La crisis del transporte en Potosí parece no tener límites. Lo que hasta hace algunas semanas era una tarifa regulada por norma municipal, hoy se ha convertido en una carrera de precios que golpea duramente el bolsillo de la población. Los usuarios denuncian que algunos taxistas cobran entre 20 y 25 bolivianos por trayectos urbanos y hasta 50 bolivianos durante la noche, aprovechando la escasez de vehículos y la desesperación de quienes necesitan movilizarse.
La molestia ciudadana crece día tras día. Vecinos, trabajadores, estudiantes y padres de familia cuestionan la ausencia de controles efectivos y exigen a las autoridades municipales intervenir para frenar lo que consideran un abuso en medio de una situación ya complicada por los bloqueos y la falta de combustible.
Según la Ley Municipal, la tarifa diurna para el servicio de taxi es de ocho bolivianos. Sin embargo, la realidad en las calles es muy distinta. Los pasajeros aseguran que los recorridos cortos se cobran entre 10 y 15 bolivianos, mientras que los trayectos más largos alcanzan los 20 o 25 bolivianos por persona.

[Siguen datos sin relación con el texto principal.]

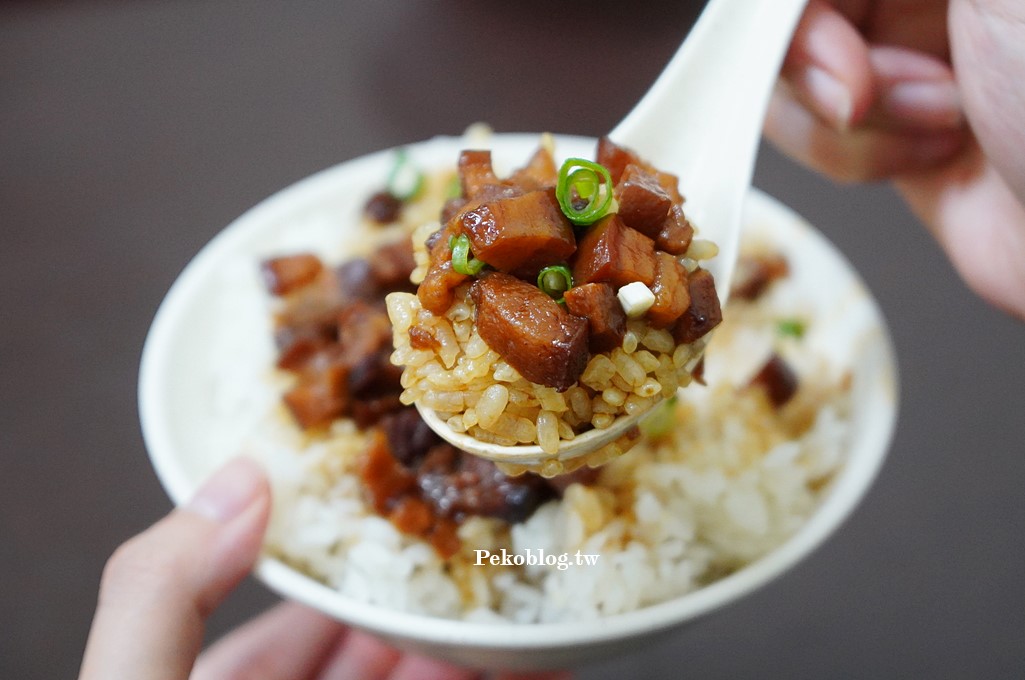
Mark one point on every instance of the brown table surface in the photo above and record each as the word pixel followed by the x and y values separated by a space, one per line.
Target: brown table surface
pixel 131 132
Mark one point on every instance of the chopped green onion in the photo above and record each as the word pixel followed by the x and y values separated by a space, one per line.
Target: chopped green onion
pixel 555 281
pixel 462 262
pixel 660 421
pixel 405 181
pixel 587 185
pixel 790 328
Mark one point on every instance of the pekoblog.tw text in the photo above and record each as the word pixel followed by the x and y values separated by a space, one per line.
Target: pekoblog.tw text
pixel 532 557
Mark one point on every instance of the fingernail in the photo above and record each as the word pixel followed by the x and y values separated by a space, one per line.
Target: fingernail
pixel 924 104
pixel 828 95
pixel 229 491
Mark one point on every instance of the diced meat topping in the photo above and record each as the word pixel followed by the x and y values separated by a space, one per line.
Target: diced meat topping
pixel 437 291
pixel 535 335
pixel 643 203
pixel 382 207
pixel 606 319
pixel 458 485
pixel 517 226
pixel 703 314
pixel 333 333
pixel 287 274
pixel 612 252
pixel 778 379
pixel 392 266
pixel 671 295
pixel 527 232
pixel 677 233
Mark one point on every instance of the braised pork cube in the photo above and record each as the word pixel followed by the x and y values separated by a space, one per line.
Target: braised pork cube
pixel 363 329
pixel 392 264
pixel 606 319
pixel 319 397
pixel 408 436
pixel 643 203
pixel 457 485
pixel 289 273
pixel 539 172
pixel 356 280
pixel 612 252
pixel 671 296
pixel 530 330
pixel 675 234
pixel 437 291
pixel 616 158
pixel 383 207
pixel 522 233
pixel 703 314
pixel 755 273
pixel 778 379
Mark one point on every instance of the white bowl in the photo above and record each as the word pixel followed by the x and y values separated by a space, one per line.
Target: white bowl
pixel 177 390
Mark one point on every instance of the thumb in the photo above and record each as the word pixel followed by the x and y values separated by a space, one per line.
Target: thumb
pixel 159 587
pixel 828 67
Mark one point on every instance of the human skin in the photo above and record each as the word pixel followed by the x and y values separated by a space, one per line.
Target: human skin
pixel 929 94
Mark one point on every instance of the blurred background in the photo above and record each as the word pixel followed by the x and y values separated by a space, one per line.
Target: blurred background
pixel 131 132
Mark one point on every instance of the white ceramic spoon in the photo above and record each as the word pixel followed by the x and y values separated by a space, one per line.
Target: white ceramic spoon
pixel 701 120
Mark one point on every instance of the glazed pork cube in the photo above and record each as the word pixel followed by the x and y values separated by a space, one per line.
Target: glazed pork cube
pixel 703 313
pixel 643 203
pixel 530 330
pixel 522 233
pixel 606 319
pixel 671 295
pixel 612 252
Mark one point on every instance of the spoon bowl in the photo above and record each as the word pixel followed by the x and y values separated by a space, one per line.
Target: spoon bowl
pixel 701 121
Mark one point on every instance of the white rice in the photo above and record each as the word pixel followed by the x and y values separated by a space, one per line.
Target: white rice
pixel 735 479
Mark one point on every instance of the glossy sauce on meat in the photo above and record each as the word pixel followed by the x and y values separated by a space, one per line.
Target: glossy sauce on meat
pixel 535 335
pixel 333 333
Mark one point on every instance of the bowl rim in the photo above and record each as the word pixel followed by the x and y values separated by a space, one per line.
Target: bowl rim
pixel 848 487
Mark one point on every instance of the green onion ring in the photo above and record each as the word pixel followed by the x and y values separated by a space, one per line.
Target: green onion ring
pixel 584 178
pixel 462 263
pixel 555 281
pixel 405 181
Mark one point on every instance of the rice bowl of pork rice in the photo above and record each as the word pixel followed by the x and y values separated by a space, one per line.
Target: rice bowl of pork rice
pixel 731 485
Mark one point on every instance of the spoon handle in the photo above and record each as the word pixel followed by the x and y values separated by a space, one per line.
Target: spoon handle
pixel 729 62
pixel 702 118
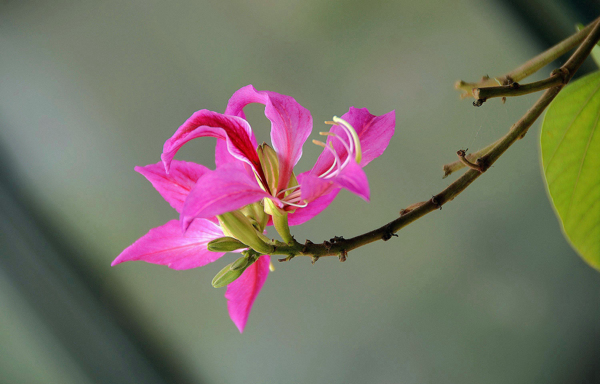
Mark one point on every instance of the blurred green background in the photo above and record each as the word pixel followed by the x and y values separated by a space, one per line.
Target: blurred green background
pixel 484 291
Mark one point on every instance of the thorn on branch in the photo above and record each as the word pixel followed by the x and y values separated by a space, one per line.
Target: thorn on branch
pixel 508 81
pixel 411 208
pixel 462 156
pixel 336 239
pixel 435 201
pixel 388 234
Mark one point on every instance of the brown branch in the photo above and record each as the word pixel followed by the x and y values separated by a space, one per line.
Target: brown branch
pixel 341 247
pixel 531 66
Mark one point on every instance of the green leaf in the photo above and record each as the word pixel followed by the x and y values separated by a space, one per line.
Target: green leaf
pixel 571 160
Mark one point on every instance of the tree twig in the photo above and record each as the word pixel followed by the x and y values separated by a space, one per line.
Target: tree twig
pixel 516 89
pixel 531 66
pixel 341 246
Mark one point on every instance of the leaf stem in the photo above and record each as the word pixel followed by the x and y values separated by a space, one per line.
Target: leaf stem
pixel 340 247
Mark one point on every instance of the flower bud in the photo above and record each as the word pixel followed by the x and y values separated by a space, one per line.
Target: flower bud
pixel 256 213
pixel 232 271
pixel 270 166
pixel 236 225
pixel 226 276
pixel 279 220
pixel 225 244
pixel 241 263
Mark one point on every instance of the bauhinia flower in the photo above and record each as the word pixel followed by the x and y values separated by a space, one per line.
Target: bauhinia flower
pixel 253 186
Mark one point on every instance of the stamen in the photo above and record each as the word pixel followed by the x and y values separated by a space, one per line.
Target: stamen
pixel 288 189
pixel 355 138
pixel 297 205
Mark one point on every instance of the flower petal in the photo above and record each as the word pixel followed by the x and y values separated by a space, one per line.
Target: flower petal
pixel 236 131
pixel 373 131
pixel 242 292
pixel 354 179
pixel 291 125
pixel 166 245
pixel 176 185
pixel 223 190
pixel 313 187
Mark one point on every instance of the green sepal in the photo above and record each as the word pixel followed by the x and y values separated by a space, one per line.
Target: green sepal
pixel 270 166
pixel 226 276
pixel 236 225
pixel 256 213
pixel 241 263
pixel 280 221
pixel 225 244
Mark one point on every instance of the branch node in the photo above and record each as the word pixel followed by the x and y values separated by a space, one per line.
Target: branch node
pixel 388 233
pixel 462 156
pixel 307 244
pixel 561 72
pixel 479 102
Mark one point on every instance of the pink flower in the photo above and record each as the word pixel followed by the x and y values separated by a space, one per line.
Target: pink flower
pixel 248 174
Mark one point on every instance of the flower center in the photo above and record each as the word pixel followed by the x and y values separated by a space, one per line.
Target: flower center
pixel 351 150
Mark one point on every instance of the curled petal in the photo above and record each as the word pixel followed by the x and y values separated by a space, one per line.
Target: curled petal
pixel 223 190
pixel 374 133
pixel 166 245
pixel 313 187
pixel 242 292
pixel 354 179
pixel 176 185
pixel 291 125
pixel 235 131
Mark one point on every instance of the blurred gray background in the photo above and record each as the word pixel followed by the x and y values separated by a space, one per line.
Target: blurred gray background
pixel 484 291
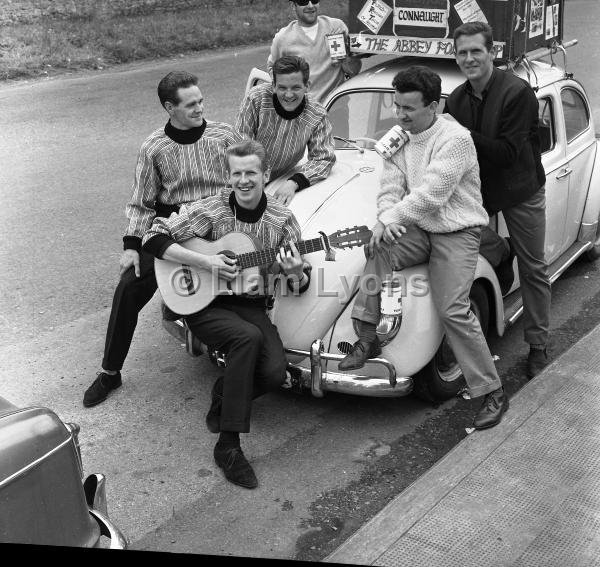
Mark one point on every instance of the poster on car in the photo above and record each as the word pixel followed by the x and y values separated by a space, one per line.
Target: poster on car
pixel 425 27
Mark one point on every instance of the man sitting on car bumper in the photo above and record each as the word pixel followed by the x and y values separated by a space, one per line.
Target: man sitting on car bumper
pixel 430 210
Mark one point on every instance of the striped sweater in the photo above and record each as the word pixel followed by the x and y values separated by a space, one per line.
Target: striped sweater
pixel 286 138
pixel 170 172
pixel 433 181
pixel 214 217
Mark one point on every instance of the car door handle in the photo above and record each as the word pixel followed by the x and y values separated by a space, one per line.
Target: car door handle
pixel 566 171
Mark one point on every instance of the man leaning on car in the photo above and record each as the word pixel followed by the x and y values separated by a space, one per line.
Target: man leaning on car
pixel 429 209
pixel 501 112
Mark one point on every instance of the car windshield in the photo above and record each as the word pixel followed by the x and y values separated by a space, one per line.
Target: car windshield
pixel 363 114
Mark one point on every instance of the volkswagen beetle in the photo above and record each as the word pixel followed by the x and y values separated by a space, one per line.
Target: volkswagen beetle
pixel 317 329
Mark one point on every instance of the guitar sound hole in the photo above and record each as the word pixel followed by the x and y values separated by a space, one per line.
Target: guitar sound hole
pixel 184 282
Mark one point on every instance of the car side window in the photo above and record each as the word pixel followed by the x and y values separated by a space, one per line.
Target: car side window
pixel 575 109
pixel 546 128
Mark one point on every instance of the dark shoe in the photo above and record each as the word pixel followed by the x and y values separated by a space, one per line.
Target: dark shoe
pixel 536 361
pixel 293 379
pixel 169 315
pixel 359 354
pixel 100 388
pixel 235 466
pixel 504 270
pixel 494 405
pixel 213 417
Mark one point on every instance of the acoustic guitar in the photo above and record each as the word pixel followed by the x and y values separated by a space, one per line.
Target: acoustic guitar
pixel 186 289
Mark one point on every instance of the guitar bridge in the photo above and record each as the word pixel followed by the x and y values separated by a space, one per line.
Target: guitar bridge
pixel 329 252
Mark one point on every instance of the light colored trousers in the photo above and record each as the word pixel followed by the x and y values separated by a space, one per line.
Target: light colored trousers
pixel 526 224
pixel 452 259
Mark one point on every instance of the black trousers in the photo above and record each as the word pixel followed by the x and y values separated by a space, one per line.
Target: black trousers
pixel 256 361
pixel 131 294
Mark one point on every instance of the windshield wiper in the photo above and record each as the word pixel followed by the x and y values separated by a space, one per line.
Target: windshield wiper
pixel 350 143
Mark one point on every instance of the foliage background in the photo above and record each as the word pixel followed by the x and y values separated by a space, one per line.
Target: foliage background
pixel 44 37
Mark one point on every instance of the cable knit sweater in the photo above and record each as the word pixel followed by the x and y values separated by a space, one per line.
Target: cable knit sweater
pixel 433 181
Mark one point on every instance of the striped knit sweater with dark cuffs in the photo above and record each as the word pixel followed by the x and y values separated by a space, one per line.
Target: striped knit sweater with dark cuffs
pixel 212 218
pixel 286 135
pixel 174 167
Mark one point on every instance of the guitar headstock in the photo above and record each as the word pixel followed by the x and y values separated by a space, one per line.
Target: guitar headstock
pixel 350 237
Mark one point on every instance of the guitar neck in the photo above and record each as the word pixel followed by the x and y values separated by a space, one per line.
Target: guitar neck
pixel 268 256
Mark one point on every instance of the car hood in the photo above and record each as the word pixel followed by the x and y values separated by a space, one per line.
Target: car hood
pixel 347 198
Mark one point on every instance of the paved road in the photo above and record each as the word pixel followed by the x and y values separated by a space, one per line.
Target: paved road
pixel 67 153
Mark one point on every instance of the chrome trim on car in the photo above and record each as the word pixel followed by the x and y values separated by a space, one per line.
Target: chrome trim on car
pixel 587 233
pixel 95 495
pixel 34 464
pixel 108 529
pixel 319 380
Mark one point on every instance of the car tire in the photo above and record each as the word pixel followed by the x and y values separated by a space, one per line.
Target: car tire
pixel 441 378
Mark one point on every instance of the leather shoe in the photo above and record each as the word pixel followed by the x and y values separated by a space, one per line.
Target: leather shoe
pixel 213 417
pixel 536 361
pixel 504 270
pixel 359 354
pixel 235 466
pixel 100 388
pixel 494 405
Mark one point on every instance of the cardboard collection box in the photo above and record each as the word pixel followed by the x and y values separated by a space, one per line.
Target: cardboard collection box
pixel 425 27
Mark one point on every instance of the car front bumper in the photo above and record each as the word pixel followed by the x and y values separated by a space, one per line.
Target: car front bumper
pixel 319 380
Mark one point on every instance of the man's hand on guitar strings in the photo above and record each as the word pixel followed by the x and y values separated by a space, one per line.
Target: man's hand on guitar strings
pixel 290 260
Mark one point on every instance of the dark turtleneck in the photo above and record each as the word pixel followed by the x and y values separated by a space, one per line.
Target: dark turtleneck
pixel 288 115
pixel 190 136
pixel 247 215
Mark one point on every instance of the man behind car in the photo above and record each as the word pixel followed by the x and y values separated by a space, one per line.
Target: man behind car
pixel 306 37
pixel 182 162
pixel 287 122
pixel 429 210
pixel 236 324
pixel 501 112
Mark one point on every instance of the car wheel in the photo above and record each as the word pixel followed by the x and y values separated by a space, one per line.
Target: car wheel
pixel 593 253
pixel 442 378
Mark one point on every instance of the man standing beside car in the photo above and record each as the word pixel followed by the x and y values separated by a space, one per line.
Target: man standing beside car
pixel 287 121
pixel 430 210
pixel 182 162
pixel 501 112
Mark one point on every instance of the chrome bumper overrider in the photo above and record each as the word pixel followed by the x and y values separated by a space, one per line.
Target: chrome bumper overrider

La situación afecta especialmente a los universitarios. Estudiantes denunciaron que algunos conductores se niegan a trasladar a una sola persona hacia la Ciudadela Universitaria y exigen reunir tres o cuatro pasajeros para aceptar el servicio, cobrando a cada uno alrededor de 20 bolivianos.
Los transportistas justifican el incremento argumentando la falta de combustible. “Tenemos que dormir un día entero para comprar gasolina. No es fácil, por eso estamos cobrando. Si quiere nomás, sino bájese”, relató un usuario tras escuchar la respuesta de un taxista cuando reclamó por el costo de la carrera.
Durante las noches, cuando el transporte disminuye aún más, las tarifas se disparan. Usuarios denunciaron haber pagado hasta 50 bolivianos por un recorrido desde la Nueva Terminal de Buses hasta la plaza El Minero, un costo que muchos consideran desproporcionado para la distancia recorrida.
Pero los excesos no terminan en la ciudad. En las rutas interdepartamentales también surgieron denuncias contra los denominados “rapiditos”, vehículos que utilizan caminos alternos para evitar los bloqueos. Pasajeros aseguraron que algunos transportistas cobran hasta 500 bolivianos por persona para viajar de Potosí a Sucre y hasta 700 bolivianos para trasladarse desde Oruro hasta Potosí.